Fiscalité de l’épargne : ce qui change…ou pas en 2018

Les bonnes raisons d’être optimiste

La fiscalité de l’épargne a été revue en profondeur en 2017 : quel impact sur vos décisions d’investissement en 2018 ? Actions, assurance-vie, immobilier : ces 3 placements n’ont rien perdu de leurs atouts. Explications.

Les incitations vers les placements « productifs »

Le nouveau gouvernement a envoyé des signaux forts pour réorienter une partie de l’épargne vers les placements considérés comme « productifs », c’est-à-dire tournés vers le financement de l’entreprise :

  • Les valeurs mobilières ont été soustraites de l’assiette de calcul de l’impôt de solidarité sur la fortune (ISF). Rebaptisé « IFI » pour « impôt sur la fortune immobilière », cet impôt est recentré sur le patrimoine immobilier.
  • Les contrats d’assurance-vie, à partir de 150 000 € (versements réalisés par contribuable et non par contrat), seront soumis au nouveau prélèvement forfaitaire unique de 30 % (PFU ou flat tax).

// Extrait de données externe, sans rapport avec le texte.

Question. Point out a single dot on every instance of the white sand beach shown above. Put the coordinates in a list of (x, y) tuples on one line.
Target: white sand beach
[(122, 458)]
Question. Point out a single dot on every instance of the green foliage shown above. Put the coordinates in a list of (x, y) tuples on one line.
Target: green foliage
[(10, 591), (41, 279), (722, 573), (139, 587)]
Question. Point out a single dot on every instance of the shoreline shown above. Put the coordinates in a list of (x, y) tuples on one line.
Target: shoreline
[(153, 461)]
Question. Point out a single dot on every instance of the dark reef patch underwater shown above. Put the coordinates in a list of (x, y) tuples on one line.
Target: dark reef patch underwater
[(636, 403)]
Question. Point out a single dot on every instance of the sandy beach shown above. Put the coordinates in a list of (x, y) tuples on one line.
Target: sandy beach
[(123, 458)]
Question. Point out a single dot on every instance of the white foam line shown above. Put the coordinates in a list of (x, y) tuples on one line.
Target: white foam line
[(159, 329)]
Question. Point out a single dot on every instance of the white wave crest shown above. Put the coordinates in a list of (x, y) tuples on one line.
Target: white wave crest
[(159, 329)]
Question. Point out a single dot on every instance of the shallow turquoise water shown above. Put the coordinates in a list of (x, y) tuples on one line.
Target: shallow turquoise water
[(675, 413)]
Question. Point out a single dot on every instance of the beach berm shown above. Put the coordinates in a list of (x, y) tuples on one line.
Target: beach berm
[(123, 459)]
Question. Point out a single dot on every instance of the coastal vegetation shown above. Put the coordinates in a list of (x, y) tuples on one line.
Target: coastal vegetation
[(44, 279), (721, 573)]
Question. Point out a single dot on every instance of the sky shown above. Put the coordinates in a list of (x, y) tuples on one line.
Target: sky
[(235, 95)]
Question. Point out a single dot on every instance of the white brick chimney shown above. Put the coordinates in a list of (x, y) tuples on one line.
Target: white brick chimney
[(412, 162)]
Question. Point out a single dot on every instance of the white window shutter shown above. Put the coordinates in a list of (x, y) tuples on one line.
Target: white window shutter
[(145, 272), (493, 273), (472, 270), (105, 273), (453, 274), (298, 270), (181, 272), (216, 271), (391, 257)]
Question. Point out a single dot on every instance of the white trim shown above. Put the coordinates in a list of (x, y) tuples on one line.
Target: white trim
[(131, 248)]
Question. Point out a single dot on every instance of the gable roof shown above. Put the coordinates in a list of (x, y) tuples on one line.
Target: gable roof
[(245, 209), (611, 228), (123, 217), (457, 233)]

L’objectif de ces deux mesures ? Inciter les investisseurs à placer leur argent sur leur PEA, PEA-PME ou compte-titres. Le compte-titres ordinaire, en particulier, est avantagé dans la mesure où le PFU vient diminuer la taxe sur les dividendes pour les contribuables soumis aux tranches supérieures à 30 %, 41 % et 45 %.

Assurance-vie, PEA, PEA-PME, immobilier : une fiscalité toujours attractive

Les principaux avantages des placements financiers et immobiliers demeurent inchangés.

Concernant les placements financiers :

  • Les avantages du PEA et du PEA-PME demeurent inchangés en 2018.

  • Les principaux atouts de l’assurance-vie restent intacts après la réforme de 2017. Les abattements de 4 600 € pour une personne seule et de 9 200 € pour un couple après 8 années de détention restent d’actualité. Le régime successoral de l’assurance-vie continue d’offrir de nombreux avantages. Un abattement de 152 500 € s’applique pour chaque bénéficiaire.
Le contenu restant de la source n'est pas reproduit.